Thermal efficiency gains and energy savings.

  • Coupled with natural ventilation, structural floor design acts as internal thermal mass, dampening outdoor air temperature fluctuations, resulting in indoor air and radiant temperatures within comfort zone; in turn, reducing building’s heating and cooling energy load.
  • Expanded surface area of TPMS geometry in comparison with a flat slab, can increase the heat transfer rate between the air and the mass, without increasing the embodied carbon of the structure.
  • The proposed HVAC system, including a ground-source heat pump and radiant system, along with TPMS structure can reduce aggregated carbon emissions by ~40% to 70% from 2030 to 2090 in regions near New York City area.
  • Possible to achieve carbon-free building HVAC operation by adopting proposed system, before 2060 in some regions, underscoring importance of electrifying building HVAC systems to reduce carbon emissions.
  • The optimal control of radiant water temperature can reduce ~19-37% energy savings by taking advantage of TPMS structure’s larger thermal mass, compared to typical rule-based controls (RBC).

Life Cycle Assessment

Life cycle stage assessment of structural system.

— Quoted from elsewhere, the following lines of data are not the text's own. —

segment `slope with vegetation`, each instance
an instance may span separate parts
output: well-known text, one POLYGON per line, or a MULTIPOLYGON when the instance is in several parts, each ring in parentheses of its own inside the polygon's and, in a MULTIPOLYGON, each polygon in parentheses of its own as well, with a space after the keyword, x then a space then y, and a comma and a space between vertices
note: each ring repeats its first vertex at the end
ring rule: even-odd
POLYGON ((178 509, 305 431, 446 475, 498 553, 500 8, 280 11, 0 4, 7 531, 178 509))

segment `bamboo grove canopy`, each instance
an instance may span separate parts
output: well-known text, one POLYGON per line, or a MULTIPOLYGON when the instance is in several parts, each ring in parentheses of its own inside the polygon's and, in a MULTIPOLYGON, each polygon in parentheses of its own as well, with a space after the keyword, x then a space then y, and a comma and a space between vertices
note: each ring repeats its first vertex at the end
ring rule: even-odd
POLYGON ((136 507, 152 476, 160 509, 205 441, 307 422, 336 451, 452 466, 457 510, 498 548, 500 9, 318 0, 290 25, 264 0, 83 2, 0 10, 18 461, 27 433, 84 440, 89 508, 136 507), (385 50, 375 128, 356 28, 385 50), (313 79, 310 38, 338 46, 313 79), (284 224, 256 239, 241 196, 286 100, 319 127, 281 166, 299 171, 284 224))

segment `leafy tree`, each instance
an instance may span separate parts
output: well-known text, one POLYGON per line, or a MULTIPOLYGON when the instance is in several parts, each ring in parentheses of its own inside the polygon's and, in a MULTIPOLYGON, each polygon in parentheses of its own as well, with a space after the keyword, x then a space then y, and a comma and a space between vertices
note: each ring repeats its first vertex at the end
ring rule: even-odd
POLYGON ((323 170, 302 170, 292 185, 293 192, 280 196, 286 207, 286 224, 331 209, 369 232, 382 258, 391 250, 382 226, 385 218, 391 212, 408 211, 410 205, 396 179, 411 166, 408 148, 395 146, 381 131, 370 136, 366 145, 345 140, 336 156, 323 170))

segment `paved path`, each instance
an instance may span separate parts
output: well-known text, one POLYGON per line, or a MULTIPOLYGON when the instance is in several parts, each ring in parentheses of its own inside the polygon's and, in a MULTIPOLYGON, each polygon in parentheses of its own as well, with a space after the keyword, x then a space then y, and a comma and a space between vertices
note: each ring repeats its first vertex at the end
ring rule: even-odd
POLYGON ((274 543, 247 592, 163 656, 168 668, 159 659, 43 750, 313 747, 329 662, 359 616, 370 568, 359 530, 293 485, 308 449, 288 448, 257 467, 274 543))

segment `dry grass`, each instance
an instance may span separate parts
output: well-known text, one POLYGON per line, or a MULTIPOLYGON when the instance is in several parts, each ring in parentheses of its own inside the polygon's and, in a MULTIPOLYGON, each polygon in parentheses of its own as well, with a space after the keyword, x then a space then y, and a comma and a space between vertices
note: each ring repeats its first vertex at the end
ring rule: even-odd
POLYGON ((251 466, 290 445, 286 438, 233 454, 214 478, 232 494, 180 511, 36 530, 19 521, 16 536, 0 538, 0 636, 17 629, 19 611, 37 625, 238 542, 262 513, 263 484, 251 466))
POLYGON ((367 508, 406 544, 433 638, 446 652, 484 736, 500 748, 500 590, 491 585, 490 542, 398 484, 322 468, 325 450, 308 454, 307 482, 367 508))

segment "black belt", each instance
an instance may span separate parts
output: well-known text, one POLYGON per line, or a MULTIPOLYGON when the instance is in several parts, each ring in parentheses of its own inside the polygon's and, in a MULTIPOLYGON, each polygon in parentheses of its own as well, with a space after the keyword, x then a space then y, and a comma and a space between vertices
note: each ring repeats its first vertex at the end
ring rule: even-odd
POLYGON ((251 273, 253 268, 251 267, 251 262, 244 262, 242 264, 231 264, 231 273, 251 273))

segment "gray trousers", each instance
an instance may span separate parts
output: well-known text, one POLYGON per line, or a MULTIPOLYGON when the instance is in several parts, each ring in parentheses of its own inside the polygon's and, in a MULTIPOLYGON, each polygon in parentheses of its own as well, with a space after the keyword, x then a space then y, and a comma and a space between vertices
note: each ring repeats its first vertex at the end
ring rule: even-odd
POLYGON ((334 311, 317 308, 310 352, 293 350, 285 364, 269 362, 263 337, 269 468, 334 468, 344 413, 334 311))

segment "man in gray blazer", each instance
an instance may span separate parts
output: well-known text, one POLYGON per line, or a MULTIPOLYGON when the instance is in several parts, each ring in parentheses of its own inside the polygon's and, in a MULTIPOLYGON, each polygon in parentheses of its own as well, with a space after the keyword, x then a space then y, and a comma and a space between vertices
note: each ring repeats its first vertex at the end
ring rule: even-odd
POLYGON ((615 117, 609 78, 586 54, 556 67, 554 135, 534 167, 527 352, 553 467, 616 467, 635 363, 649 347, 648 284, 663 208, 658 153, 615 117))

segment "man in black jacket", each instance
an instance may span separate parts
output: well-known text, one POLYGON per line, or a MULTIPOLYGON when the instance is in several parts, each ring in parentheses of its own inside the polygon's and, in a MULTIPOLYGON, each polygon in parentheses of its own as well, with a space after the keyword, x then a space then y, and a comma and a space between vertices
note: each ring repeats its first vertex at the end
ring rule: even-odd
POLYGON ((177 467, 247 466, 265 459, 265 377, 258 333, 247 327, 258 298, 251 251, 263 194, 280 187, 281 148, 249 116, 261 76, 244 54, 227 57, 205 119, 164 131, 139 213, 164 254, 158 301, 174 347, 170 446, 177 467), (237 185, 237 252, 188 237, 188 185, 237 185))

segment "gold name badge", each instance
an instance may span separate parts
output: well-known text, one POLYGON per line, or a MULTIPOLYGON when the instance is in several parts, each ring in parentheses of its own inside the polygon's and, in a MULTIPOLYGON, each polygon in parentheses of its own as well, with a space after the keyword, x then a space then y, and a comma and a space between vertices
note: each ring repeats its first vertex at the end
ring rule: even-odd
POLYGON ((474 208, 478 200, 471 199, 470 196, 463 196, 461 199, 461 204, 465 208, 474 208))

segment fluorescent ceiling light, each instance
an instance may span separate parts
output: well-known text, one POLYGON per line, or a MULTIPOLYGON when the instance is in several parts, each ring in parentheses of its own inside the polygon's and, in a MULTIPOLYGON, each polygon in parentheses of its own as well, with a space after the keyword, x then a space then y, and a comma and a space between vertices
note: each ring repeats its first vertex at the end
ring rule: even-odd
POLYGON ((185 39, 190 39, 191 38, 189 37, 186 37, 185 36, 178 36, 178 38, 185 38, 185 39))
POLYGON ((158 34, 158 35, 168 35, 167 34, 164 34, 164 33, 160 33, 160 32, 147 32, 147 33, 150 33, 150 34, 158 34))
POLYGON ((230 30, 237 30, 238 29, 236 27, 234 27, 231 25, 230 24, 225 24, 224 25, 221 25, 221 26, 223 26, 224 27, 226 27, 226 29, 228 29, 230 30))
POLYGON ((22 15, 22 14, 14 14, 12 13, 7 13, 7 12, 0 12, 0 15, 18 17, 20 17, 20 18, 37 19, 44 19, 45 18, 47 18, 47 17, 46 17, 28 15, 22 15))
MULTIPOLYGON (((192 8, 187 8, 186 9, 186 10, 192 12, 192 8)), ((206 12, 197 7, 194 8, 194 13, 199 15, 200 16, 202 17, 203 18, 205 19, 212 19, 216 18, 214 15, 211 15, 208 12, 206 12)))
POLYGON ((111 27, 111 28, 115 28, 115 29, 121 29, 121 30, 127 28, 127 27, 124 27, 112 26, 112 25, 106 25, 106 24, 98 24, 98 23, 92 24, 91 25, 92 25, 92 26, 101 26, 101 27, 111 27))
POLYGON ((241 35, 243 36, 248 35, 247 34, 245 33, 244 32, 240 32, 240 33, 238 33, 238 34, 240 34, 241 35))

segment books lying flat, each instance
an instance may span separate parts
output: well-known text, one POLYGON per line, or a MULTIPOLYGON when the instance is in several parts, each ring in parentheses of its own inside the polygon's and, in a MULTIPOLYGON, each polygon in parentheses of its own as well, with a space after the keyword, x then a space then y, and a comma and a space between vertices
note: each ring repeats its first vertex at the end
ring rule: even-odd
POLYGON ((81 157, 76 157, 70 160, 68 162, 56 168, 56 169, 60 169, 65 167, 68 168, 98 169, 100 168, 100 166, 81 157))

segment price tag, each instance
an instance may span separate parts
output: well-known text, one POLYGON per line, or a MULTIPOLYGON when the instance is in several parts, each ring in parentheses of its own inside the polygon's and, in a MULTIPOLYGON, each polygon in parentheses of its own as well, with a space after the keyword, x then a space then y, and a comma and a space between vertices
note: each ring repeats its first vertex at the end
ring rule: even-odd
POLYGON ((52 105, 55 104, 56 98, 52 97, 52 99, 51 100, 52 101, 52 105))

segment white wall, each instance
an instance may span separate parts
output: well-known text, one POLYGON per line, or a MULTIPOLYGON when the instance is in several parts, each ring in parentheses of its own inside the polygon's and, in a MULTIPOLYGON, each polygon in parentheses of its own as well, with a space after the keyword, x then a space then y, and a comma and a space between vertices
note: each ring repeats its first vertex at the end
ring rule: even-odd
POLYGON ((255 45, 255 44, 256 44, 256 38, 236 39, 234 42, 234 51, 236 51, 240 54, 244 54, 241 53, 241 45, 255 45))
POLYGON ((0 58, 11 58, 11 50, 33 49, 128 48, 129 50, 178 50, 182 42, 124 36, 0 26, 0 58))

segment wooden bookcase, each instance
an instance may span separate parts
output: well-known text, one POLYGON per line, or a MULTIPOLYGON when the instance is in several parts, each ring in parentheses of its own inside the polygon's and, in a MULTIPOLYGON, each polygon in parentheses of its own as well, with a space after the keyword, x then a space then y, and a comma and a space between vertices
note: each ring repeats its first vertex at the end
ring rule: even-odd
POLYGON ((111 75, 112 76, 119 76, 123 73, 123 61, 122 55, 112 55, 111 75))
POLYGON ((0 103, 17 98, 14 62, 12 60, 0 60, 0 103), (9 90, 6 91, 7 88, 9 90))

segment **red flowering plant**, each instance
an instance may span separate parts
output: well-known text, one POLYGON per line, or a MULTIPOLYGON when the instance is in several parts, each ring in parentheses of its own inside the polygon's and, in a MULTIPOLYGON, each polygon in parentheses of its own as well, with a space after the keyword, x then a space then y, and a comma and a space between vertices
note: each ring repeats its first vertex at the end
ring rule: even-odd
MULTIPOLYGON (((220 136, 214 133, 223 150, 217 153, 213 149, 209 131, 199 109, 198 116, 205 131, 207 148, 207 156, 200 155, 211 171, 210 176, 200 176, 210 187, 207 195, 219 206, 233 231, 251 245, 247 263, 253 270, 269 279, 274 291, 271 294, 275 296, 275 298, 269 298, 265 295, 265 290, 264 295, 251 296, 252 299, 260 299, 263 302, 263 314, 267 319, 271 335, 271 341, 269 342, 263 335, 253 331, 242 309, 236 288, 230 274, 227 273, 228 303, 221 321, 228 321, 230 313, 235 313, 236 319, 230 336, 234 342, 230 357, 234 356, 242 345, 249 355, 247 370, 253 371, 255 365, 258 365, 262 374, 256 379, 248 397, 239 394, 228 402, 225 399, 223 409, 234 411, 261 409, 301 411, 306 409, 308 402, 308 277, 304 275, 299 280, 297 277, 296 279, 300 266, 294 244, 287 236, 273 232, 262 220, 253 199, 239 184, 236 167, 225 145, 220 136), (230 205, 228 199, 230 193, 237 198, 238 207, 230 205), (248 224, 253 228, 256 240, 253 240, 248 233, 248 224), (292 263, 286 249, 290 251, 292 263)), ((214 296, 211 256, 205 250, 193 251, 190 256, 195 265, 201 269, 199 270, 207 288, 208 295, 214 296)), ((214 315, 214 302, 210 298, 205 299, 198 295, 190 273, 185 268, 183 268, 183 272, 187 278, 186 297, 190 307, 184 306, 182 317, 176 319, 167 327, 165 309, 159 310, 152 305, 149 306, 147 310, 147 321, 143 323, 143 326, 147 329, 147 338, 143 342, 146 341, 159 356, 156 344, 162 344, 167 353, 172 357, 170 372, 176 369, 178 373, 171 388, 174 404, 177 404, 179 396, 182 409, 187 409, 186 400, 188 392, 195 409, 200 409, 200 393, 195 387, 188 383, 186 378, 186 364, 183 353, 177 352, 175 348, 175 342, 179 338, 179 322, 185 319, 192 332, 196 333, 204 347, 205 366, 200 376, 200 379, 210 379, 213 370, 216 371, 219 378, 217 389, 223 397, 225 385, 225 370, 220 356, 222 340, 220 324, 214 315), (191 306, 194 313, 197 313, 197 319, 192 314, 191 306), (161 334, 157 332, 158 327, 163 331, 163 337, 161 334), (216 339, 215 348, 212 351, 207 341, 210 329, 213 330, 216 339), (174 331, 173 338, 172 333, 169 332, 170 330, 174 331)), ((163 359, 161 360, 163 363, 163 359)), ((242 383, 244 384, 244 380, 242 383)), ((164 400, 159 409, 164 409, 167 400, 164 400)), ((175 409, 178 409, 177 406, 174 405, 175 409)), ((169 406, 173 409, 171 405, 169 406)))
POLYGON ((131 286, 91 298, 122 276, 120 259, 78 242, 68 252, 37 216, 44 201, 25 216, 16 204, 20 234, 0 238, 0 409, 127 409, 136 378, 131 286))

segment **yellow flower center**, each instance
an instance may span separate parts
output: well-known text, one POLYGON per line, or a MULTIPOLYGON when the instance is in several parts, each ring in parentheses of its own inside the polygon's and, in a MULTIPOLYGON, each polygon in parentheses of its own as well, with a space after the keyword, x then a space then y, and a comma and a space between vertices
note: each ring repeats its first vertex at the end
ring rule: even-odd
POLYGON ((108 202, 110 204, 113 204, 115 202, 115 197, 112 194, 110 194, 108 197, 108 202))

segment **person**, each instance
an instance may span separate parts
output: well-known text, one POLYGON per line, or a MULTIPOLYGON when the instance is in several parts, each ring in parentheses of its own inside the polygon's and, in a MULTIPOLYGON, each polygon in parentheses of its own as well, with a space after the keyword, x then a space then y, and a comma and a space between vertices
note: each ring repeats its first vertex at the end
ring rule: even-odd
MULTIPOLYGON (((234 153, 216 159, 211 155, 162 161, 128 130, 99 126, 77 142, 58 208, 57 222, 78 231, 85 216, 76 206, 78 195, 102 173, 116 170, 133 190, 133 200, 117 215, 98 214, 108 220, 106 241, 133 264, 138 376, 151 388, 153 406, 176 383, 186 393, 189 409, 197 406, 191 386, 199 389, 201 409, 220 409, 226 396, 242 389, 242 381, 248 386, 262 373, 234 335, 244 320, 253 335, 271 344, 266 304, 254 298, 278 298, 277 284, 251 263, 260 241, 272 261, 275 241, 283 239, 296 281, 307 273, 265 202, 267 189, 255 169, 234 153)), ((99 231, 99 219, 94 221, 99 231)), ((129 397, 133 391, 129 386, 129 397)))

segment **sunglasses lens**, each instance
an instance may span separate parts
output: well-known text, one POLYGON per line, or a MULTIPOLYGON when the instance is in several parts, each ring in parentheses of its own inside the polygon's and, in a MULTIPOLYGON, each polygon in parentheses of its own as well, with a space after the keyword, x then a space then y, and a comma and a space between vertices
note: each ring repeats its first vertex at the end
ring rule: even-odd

  • Flow of materials, energy, and labor costs for manufacturing and installation processes of incumbent and proposed structural systems determined using an integrated LCA.
  • Preliminary TEA analysis points to cost savings over incumbent systems on materials, energy, and labor for manufacturing and installation from 25% to 35%, before taking into account carbon incentives.
  • Comparative LCA screening studies show that the proposed system will likely achieve between 70% and 80% upfront- and lifecycle- GWP reductions over the incumbent system.
  • Additional savings are likely to be identified in end-of-life scenario modeling of modular system recovery, recycling, and reuse.
  • Hotspot analysis reveals concrete mix ingredients as the largest contributor to GWP, although benchtop tests of CO2 absorption suggest much of this can be offset upfront.
  • Steel sourcing identified as the second most signficant factor for upfront GWP.
  • Electricity consumption for concrete extruding, assembly, and tensioning have also been identified as key contributors to GWP, suggesting further opportunities for optimization through electricity procurement and scale-up efficiency.

Tech-to-Market

Structural system prefabrication and construction.

  • Prefabrication using concrete 3D-printing.
  • Dual-banded post-tensioned funicular beam framing.
  • Compression only, ribbed floor arch.